After years of studying and working on helping astronauts adapt to the gravity in other environments, in 2014 Newman got the chance to advance the mission to Mars in a new way. It’s a dream job, but when the White House called in 2014 to gauge her interest the position, it seemed too good to be true.
“When the phone call came I thought it was a prank,” says Newman. “They say this is the White House calling, and you say ‘yeah, right.’” Once she determined it was no joke, Newman says it took her “a nanosecond” to decide she was interested in the job. Harkening back to the ideals of service instilled at Notre Dame, she felt that the opportunity to serve the country at a high level of government was a huge privilege. “It’s my whole life’s work,” she says. “So to come to NASA and serve the government, what an honor.”
After a six month nomination process, she was confirmed by the United States Senate in April of last year on an 87-0 vote. She humbly notes that it was an easier process than other nominees have in polarized Washington: “Everyone supports NASA, so the meetings and interactions went well.”
Photos by Douglas Sonders
“It’s been the best job in the world,” Newman enthuses. “Every day is busy and challenging and wonderful.” She has three main focus areas at NASA: A human-crewed journey to Mars in the 2030s, technology and innovation, and education and outreach. On that final priority, Newman is adamant about the need to change negative connotations around STEM (Science, Technology, Engineering, and Math) in order to recruit and develop the workforce.

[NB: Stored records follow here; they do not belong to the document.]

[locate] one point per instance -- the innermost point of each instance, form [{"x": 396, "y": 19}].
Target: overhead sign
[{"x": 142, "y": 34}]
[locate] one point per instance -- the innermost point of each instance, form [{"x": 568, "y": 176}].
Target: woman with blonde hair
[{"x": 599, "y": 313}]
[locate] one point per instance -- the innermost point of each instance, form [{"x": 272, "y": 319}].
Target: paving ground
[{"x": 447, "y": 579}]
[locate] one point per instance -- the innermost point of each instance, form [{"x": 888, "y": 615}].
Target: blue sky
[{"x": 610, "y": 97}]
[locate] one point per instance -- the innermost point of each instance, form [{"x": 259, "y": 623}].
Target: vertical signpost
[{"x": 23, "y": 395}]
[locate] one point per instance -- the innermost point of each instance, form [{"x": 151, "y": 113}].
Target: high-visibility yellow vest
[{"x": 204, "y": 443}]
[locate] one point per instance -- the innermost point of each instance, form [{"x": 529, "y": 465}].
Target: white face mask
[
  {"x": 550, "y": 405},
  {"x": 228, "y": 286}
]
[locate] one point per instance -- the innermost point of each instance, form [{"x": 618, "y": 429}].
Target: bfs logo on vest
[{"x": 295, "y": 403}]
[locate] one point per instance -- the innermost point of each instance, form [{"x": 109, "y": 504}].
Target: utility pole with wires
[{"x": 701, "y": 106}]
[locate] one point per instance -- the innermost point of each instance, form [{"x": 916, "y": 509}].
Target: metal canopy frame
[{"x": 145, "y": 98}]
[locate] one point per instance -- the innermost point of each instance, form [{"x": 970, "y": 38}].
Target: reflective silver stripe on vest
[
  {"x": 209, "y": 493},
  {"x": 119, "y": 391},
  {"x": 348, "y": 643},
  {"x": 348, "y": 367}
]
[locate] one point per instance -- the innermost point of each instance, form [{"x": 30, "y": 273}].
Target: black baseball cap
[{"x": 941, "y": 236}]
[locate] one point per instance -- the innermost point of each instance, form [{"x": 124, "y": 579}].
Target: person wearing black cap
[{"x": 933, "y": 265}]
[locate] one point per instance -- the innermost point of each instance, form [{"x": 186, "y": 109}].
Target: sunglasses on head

Always the explorer, Newman now wants to empower and encourage explorers in the next generation. In light of her desire to change the conversation, Newman prefers a more inclusive acronym – she now refers to it as STEAMD, with the “A” standing for Arts and the “D” for Design. “I want everyone out there to think this is for them. It’s a few lucky astronauts, but my job is to make every little girl and boy think, you’re welcome, we need you, we need your talents,” she says. “Getting to Mars is for everybody.”